The first one, limit_req_zone, is applied at the http level of your configuration, and limit_req can be applied at either the server or location level. This means your Nginx configuration can look something like this:

limit_req_zone $binary_remote_addr zone=php:10m rate=1r/s;server {
  […]
    location ~ .php$ {
      limit_req zone=php burst=10 nodelay;
      […]
    }
}

The limit_req_zone directive takes three arguments:

  • The key to which the limit is applied. Here we are using $binary_remote_addr which is the visitor’s IP address in a binary format – which takes less space to store than the string format provided by $remote_addr. If you are behind a load balancer, make sure you use a variable that holds the forwarded IP address, so you don’t restrict the load balancer itself.

  • The zone definition – a name and size. The name of our zone above is php and the zone size is 10MB which I’m told is enough to hold about 160,000 addresses.

  • The maximum rate. Here we set 1 request per second. If your server can’t handle that, you really need to get proper hosting.
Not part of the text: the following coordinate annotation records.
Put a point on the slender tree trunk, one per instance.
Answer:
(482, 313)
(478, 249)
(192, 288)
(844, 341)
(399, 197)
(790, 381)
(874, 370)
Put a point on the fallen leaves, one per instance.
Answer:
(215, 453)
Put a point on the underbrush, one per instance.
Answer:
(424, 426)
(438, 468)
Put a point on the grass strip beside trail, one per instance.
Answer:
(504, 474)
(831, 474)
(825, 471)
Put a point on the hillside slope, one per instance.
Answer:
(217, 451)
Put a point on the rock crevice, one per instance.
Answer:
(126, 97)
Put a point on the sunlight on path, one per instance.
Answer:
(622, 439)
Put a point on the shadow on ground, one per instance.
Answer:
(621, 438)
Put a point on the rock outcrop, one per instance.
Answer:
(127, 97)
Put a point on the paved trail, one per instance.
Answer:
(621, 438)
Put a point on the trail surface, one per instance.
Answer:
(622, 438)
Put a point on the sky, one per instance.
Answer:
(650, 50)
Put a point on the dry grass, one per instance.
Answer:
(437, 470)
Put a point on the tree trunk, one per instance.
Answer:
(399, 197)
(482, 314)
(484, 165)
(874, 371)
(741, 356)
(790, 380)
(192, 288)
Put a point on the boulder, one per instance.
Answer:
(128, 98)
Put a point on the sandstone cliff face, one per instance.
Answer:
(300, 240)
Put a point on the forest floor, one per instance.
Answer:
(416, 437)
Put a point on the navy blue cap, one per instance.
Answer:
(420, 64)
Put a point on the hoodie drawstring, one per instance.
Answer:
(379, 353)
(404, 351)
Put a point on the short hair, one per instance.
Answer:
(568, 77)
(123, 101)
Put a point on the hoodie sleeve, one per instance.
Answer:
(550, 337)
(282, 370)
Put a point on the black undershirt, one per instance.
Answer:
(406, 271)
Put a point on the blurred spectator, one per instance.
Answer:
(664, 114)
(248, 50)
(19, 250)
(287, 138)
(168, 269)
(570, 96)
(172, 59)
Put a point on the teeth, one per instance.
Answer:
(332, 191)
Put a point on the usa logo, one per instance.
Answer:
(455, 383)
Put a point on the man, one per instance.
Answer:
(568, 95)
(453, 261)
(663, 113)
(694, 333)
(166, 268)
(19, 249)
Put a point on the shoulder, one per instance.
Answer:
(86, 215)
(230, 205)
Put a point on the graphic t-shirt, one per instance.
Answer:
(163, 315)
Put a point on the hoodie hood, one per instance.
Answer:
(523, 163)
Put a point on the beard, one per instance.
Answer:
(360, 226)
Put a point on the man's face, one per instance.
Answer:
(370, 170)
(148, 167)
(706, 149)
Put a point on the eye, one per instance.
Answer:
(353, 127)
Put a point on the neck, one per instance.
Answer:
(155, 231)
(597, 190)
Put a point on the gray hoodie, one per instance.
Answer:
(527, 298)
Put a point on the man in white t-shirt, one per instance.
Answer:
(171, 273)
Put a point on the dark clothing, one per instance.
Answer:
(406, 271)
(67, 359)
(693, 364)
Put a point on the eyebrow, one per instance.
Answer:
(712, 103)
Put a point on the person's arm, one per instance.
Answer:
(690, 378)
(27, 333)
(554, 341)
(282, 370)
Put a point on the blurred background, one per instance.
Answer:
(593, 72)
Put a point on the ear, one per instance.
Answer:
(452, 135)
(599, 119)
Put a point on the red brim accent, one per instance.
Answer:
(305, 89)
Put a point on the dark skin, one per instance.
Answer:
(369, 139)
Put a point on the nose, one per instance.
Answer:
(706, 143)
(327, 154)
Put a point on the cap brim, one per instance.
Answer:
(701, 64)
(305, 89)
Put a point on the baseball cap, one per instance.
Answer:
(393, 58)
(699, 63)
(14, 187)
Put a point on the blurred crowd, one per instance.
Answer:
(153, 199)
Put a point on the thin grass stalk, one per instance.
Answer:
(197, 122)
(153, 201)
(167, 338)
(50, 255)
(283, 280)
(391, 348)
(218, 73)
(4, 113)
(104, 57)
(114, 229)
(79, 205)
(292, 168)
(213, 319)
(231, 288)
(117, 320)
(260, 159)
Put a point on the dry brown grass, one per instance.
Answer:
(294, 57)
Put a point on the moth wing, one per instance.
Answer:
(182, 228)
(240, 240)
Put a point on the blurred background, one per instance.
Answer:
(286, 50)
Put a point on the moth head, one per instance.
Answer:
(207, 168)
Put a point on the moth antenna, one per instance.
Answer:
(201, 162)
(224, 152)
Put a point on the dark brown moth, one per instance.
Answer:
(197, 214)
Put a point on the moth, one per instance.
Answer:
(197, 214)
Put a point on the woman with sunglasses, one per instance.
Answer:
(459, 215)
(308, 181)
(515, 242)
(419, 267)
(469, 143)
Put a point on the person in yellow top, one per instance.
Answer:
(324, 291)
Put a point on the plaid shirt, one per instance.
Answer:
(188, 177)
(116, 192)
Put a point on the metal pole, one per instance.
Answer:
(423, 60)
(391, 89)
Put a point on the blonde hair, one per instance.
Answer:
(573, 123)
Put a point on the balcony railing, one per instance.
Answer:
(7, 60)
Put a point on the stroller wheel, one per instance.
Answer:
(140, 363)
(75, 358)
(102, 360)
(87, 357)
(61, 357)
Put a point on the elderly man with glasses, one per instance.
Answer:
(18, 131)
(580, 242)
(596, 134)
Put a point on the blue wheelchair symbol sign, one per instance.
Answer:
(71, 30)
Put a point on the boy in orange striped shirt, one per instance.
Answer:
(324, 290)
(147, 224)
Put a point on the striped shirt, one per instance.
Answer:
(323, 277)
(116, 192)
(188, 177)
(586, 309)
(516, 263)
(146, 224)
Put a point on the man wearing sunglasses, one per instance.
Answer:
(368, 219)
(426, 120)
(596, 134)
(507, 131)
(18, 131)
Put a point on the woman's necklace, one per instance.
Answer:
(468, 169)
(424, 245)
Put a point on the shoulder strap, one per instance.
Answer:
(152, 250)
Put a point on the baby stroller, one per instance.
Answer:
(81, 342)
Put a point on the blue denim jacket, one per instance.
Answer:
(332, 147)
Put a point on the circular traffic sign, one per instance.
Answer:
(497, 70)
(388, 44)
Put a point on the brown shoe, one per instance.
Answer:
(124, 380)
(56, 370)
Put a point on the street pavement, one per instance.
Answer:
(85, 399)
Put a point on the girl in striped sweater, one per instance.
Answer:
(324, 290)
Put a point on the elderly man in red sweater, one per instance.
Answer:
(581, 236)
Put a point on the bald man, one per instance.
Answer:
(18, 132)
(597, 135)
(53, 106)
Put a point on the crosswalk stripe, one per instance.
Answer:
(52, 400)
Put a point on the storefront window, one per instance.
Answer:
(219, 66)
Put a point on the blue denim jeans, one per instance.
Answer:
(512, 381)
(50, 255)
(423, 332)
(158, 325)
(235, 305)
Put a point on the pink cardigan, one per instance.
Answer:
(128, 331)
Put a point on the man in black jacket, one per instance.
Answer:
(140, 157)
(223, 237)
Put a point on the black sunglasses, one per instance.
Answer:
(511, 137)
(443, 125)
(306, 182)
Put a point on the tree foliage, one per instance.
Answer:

Any visitor who requests any PHP file more often than 1 per second will receive a response with the 503 HTTP response code. But what if you have a page that immediately runs a few AJAX requests to lazy load parts of your page? Well, read on.

The limit_req directive only needs one argument, but we can give it up to three, which are really useful. The arguments are:

  • The zone name. Here we are using the php zone, which we created with the limit_req_zone directive before.

  • The burst argument lets us queue up a number of requests, here we allow 10 requests, before sending 503 responses. Usually Nginx will handle these requests at the max rate defined, but …

  • If nodelay is used, Nginx will handle all the requests immediately, but only freeing one slot in the queue per the max rate.

Our configuration above will allow a client to send 10 request immediately and receive the responses as fast as Nginx can handle them. But if an 11th request is sent within a second, Nginx will return a 503 response for that request.

3: Protect wp-admin with a static IP VPN

If you get yourself a VPN with a static IP, you can protect the entire wp-admin area – which includes the load-scripts.php and load-styles.php files – and only allow requests from that IP. I’ve written about that earlier in Restrict access to the WordPress dashboard by IP address in Nginx.